The developers believe they understand what the clients or business users are looking for, while the users have their own expectations of how the project will ultimately turn out.
“This is not really a winning recipe for successful delivery” states Patricia Draper, an executive at BBD, a leading software development company.
The scenario above isn’t impossible to imagine, and it happens more often than you think. Why? Because BAs play the role of translator in the software development life cycle (SDLC), enabling the effective conversion of the business user’s needs into technical specifications that the developers use to build the most appropriate solution. Draper explains that without this ‘meat in the sandwich’, the business logic isn’t clearly defined. The more precise the requirements are, the less likely reworking is needed on the development side. Ultimately, knowing the business as well as the client means a smoother process for the whole team.
The other important function BAs fulfil is project management or stepping into the role of scrum master. As logical, detail-orientated problem solvers, BAs not only outline the initial specifications, but co-ordinate all the moving parts and teams throughout the SDLC, thereby removing most impediments. This process involves numerous tools such as JIRA and Confluence, Microsoft Visio and Excel, Zoom, Enterprise Architect and Trello, to name but a few.

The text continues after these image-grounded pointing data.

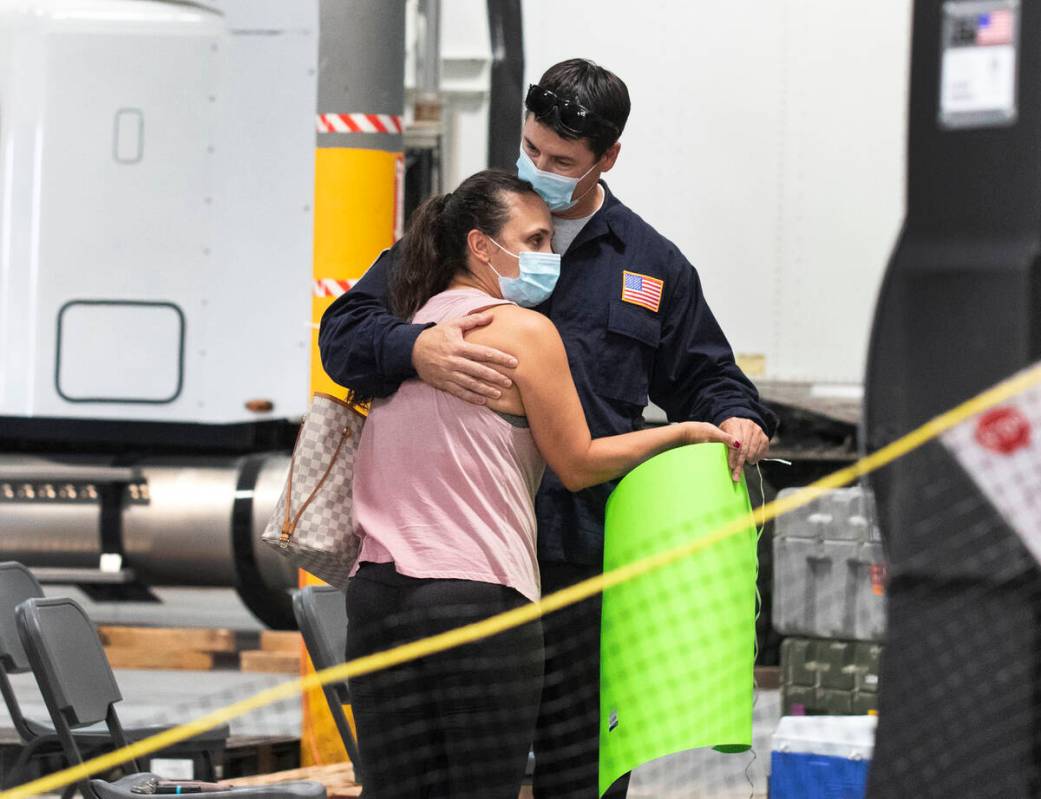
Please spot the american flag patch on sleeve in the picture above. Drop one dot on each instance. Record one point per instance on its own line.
(641, 289)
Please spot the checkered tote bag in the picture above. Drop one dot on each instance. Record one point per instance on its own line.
(313, 520)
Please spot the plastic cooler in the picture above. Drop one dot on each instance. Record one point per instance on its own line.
(821, 756)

Because BBD has adopted an Agile mindset, the focus for each project team is on working software and client interactions rather than exhaustive documentation. This way of thinking informs how our BAs are adaptive to working in a manner that is most beneficial to our clients. “BBD isn’t prescriptive. Having our BAs as a flexible fulcrum for the management of the task, people and project as a whole, helps ensure that the business logic and user requirements stay top of mind.”

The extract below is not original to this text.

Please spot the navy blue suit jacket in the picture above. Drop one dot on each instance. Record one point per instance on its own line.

Lastly, and maybe most importantly, is the working relationship between developers, BAs and the client. Like any good relationship, it’s one built on trust. While the BA has to be technically aware, they are not expected nor presumed to be, a technology expert – that’s the developer’s realm. Draper adds that BBD BAs are so good at their job because they ‘speak developer’.
Despite this, a clear understanding of the solution will aid the BA in knowing what is possible; avoiding fanciful requirements and impossible expectations. Similarly, a developer need not be a whizz in the business domain and should rely on the BA to provide the necessary understanding or knowledge of the problem being solved. BAs also shouldn’t be afraid to run thoughts and ideas past the development team.
Remember, solutions are built as a team. Draper explains it as all coming down to the working relationship between the analyst and the developer; the better it is, the more timeous the delivery and better quality the solutions are.
The software development world without BAs would be rife with unmet expectations, unhappy clients and frustrated developers. Draper concludes that any software development house would want to avoid this outcome, and for BBD, BAs are simply non-negotiable in their teams.